What is the fastest way of converting records holding only numeric data into fixed with format strings and writing them to a file in Python? For example, suppose record
is a huge list consisting of objects with attributes id
, x
, y
, and wt
and we frequently need to flush them to an external file. The flushing can be done with the following snippet:
with open(serial_fname(), "w") as f:
for r in records:
f.write("%07d %11.5e %11.5e %7.5f\n" % (r.id, r.x, r.y, r.wt))
However my code is spending too much time generating external files leaving too little time for doing what it is supposed to do between the flushes.
Amendmend to the original question:
I ran into this problem while writing a server software that keeps track of a global record set by pulling the information from several "producer" systems and relays any changes to the record set to "consumer" systems in real-time or near real-time in preprocessed form.
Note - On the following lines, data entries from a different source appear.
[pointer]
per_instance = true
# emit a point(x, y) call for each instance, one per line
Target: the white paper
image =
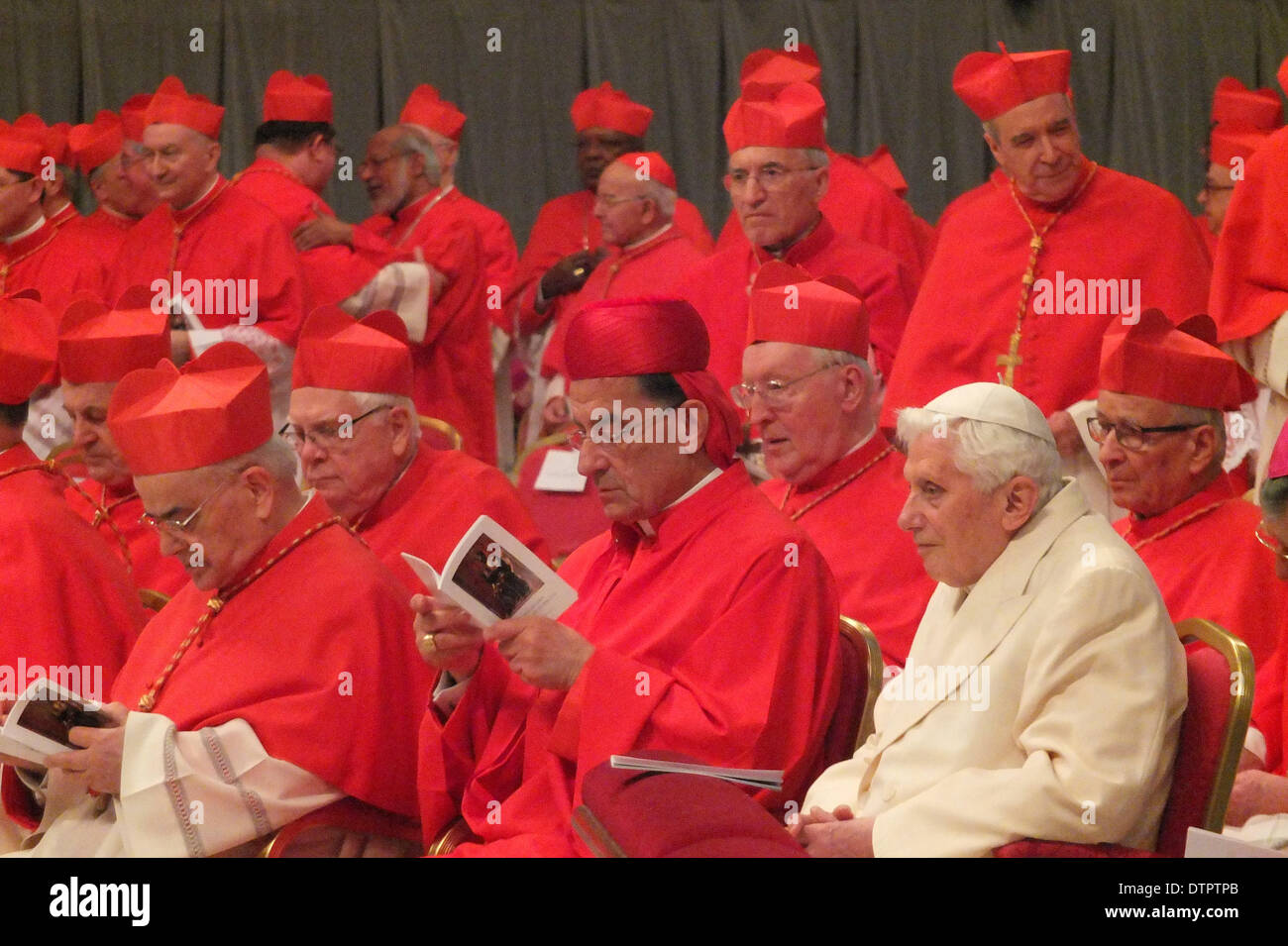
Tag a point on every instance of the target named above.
point(559, 473)
point(492, 576)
Many of the consumer systems are Matlab applications.
I have listed below some suggestions I have received so far (thanks) with some comments:
- Dump only the changes, not the whole data set: I'm actually doing this already. The resulting change sets are still huge.
- Use binary (or some other more efficient) file format: I'm pretty much constrained by what Matlab can read reasonably efficiently and in addition to that the format should be platform independent.
- Use database: I am actually trying to bypass the current database solution that is deemed both too slow and cumbersome, especially on Matlab's side.
- Dividing task to separate processes: At the moment the dumping code is running in its own thread. However because of the GIL it is still consuming the same core. I guess I could move it to completely separate process.